Chief Executive Officer, Canadian Physiotherapy Association
The quick answer is yes. Perhaps it's the single best example of collaborative approaches in physiotherapy in the last 30 years. I listed a number of achievements from 2007 to today in the development of those bridging programs: language testing, opportunities for placements, and so on.
The frustration today is that because we have these mechanisms in place, we are more acutely aware than ever of just how much extra work is needed. We have capacity that may improve the problem by 10%, but for every person who gets into a bridging program, six don't. For every person who gets a placement opportunity, 12 don't. So now it's a question of volume. It's been a success for us in the sense that the collaboration is there, but we're more acutely aware than ever of just how big a hill we're trying to climb.

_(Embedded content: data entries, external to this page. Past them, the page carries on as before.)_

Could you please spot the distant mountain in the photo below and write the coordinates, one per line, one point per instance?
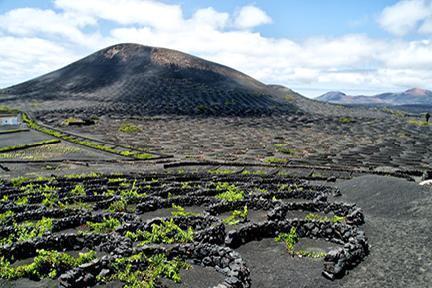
(415, 96)
(132, 79)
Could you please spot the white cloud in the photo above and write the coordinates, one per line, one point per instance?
(144, 12)
(35, 41)
(405, 16)
(250, 17)
(24, 58)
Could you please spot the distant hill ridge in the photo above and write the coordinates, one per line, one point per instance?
(414, 96)
(133, 79)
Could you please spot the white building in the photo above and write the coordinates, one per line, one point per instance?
(6, 120)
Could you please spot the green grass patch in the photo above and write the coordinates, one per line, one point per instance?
(46, 264)
(332, 219)
(237, 216)
(419, 123)
(221, 171)
(255, 172)
(290, 239)
(157, 266)
(275, 160)
(166, 232)
(8, 110)
(106, 226)
(27, 230)
(345, 120)
(25, 146)
(129, 128)
(102, 147)
(230, 192)
(179, 211)
(13, 131)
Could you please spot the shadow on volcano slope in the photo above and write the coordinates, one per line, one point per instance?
(131, 79)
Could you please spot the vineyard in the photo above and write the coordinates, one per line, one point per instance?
(151, 230)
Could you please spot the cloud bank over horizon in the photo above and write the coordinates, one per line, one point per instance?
(35, 41)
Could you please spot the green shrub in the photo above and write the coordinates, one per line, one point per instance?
(231, 192)
(420, 123)
(290, 239)
(237, 216)
(25, 146)
(125, 270)
(27, 231)
(118, 206)
(345, 120)
(106, 226)
(129, 128)
(45, 264)
(166, 232)
(181, 212)
(221, 171)
(275, 160)
(332, 219)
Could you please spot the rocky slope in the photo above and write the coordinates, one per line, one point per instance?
(131, 79)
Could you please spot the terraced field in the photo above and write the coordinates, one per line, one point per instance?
(169, 229)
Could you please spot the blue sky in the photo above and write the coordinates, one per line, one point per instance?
(311, 46)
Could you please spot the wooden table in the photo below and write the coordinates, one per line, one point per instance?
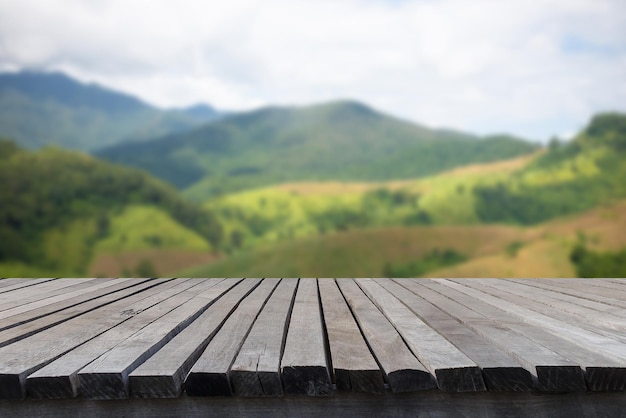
(285, 347)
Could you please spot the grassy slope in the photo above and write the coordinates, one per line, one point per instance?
(294, 210)
(357, 253)
(61, 208)
(343, 141)
(544, 250)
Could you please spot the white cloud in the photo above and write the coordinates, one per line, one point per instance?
(531, 68)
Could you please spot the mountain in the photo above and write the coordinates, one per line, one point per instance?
(341, 140)
(38, 109)
(569, 178)
(61, 208)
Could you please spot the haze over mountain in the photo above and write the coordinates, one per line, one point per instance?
(38, 109)
(341, 140)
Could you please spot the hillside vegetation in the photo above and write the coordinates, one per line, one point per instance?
(570, 178)
(60, 208)
(559, 182)
(338, 141)
(38, 109)
(256, 217)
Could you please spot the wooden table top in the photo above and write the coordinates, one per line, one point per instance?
(173, 338)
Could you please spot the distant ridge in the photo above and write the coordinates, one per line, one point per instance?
(339, 140)
(51, 108)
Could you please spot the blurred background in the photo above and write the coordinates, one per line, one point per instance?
(352, 138)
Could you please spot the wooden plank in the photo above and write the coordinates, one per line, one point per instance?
(209, 376)
(591, 311)
(163, 374)
(10, 282)
(30, 354)
(70, 298)
(42, 291)
(582, 293)
(304, 368)
(28, 323)
(615, 338)
(107, 376)
(21, 283)
(59, 379)
(402, 370)
(256, 370)
(455, 372)
(602, 372)
(551, 370)
(500, 371)
(354, 366)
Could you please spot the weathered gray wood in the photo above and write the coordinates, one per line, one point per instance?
(107, 376)
(605, 378)
(593, 297)
(303, 367)
(42, 291)
(30, 354)
(163, 374)
(209, 376)
(602, 372)
(23, 325)
(455, 371)
(21, 283)
(500, 371)
(67, 298)
(588, 336)
(354, 366)
(59, 379)
(10, 282)
(588, 310)
(551, 370)
(256, 370)
(402, 370)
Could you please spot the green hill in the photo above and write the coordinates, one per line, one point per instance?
(342, 140)
(569, 178)
(61, 208)
(38, 109)
(328, 229)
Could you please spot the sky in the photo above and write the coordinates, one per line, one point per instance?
(530, 68)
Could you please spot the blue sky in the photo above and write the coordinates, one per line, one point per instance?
(532, 68)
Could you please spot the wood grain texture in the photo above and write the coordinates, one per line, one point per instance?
(353, 364)
(209, 376)
(59, 379)
(501, 372)
(107, 376)
(23, 325)
(303, 367)
(455, 371)
(402, 370)
(276, 338)
(163, 374)
(256, 370)
(30, 354)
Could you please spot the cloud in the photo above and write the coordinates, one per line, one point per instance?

Jean Crowder Nanaimo—Cowichan, BC
Do those three bodies get some sort of funding to help them work together to develop an action plan, an implementation plan?
Chief Executive Officer, Canadian Physiotherapy Association
We received funding to do the study, but so far everything else has been funded either through our own pockets or through the provincial government. The bridging program at Ryerson, which has now transferred to the University of Toronto, was funded by the Government of Ontario. One of the limitations we've recognized is that they were pretty insistent that the candidates be residents of Ontario, which of course makes sense, and the demand is so much greater than that.
But we've been fortunate in that the Government of British Columbia, the Government of Nova Scotia, and the Government of Ontario are continuing to fund these bridging programs now.
Jean Crowder Nanaimo—Cowichan, BC
But it's a piecemeal approach, depending on the provincial interest.